Contemporary accelerator designs exhibit a high degree of spatial localization, wherein two-dimensional physical distance determines communication costs between processing elements. This situation presents considerable algorithmic challenges, particularly when managing sparse data, a pivotal component in progressing data science. The spatial computer model quantifies communication locality by weighting processor communication costs by distance, introducing a term named energy. Moreover, it integrates depth, a widely-utilized metric, to promote high parallelism. We propose and analyze a framework for efficient spatial tree algorithms within the spatial computer model. Our primary method constructs a spatial tree layout that optimizes the locality of the neighbors in the compute grid. This approach thereby enables locality-optimized messaging within the tree. Our layout achieves a polynomial factor improvement in energy compared to utilizing a PRAM approach. Using this layout, we develop energy-efficient treefix sum and lowest common ancestor algorithms, which are both fundamental building blocks for other graph algorithms. With high probability, our algorithms exhibit near-linear energy and poly-logarithmic depth. Our contributions augment a growing body of work demonstrating that computations can have both high spatial locality and low depth. Moreover, our work constitutes an advancement in the spatial layout of irregular and sparse computations.

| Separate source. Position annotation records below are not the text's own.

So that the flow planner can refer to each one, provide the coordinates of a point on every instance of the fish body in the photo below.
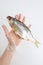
(22, 30)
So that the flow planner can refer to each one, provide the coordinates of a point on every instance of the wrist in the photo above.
(11, 47)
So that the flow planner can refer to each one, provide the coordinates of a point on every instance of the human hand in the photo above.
(11, 36)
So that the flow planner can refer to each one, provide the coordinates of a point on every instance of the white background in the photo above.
(26, 53)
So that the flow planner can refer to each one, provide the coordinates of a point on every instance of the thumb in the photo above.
(5, 29)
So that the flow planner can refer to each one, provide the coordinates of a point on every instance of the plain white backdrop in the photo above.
(26, 53)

翻译：当代加速器设计展现出高度的空间局部性特征，其中二维物理距离决定了处理单元间的通信开销。这种架构带来了显著的算法挑战，特别是在处理稀疏数据时——这是推动数据科学发展的关键要素。空间计算模型通过以距离加权处理器通信成本来量化通信局部性，并引入名为“能量”的度量项。此外，该模型还整合了广泛使用的“深度”度量以促进高度并行化。我们提出并分析了一个在空间计算模型下高效空间树算法的框架。我们的核心方法构建了一种空间树布局，可优化计算网格中相邻节点的局部性。该策略由此实现了树结构内局部性优化的消息传递。相较于采用PRAM方法，我们的布局在能量消耗上实现了多项式级别的改进。基于此布局，我们开发了高能效的树前缀和与最近公共祖先算法，这两者均是其他图算法的基本构建模块。在大概率条件下，我们的算法展现出近线性的能量消耗和多对数级别的深度。我们的研究成果补充了日益增多的证据，表明计算过程可以同时具备高空间局部性与低深度特性。此外，本工作推动了非规则与稀疏计算在空间布局方面的研究进展。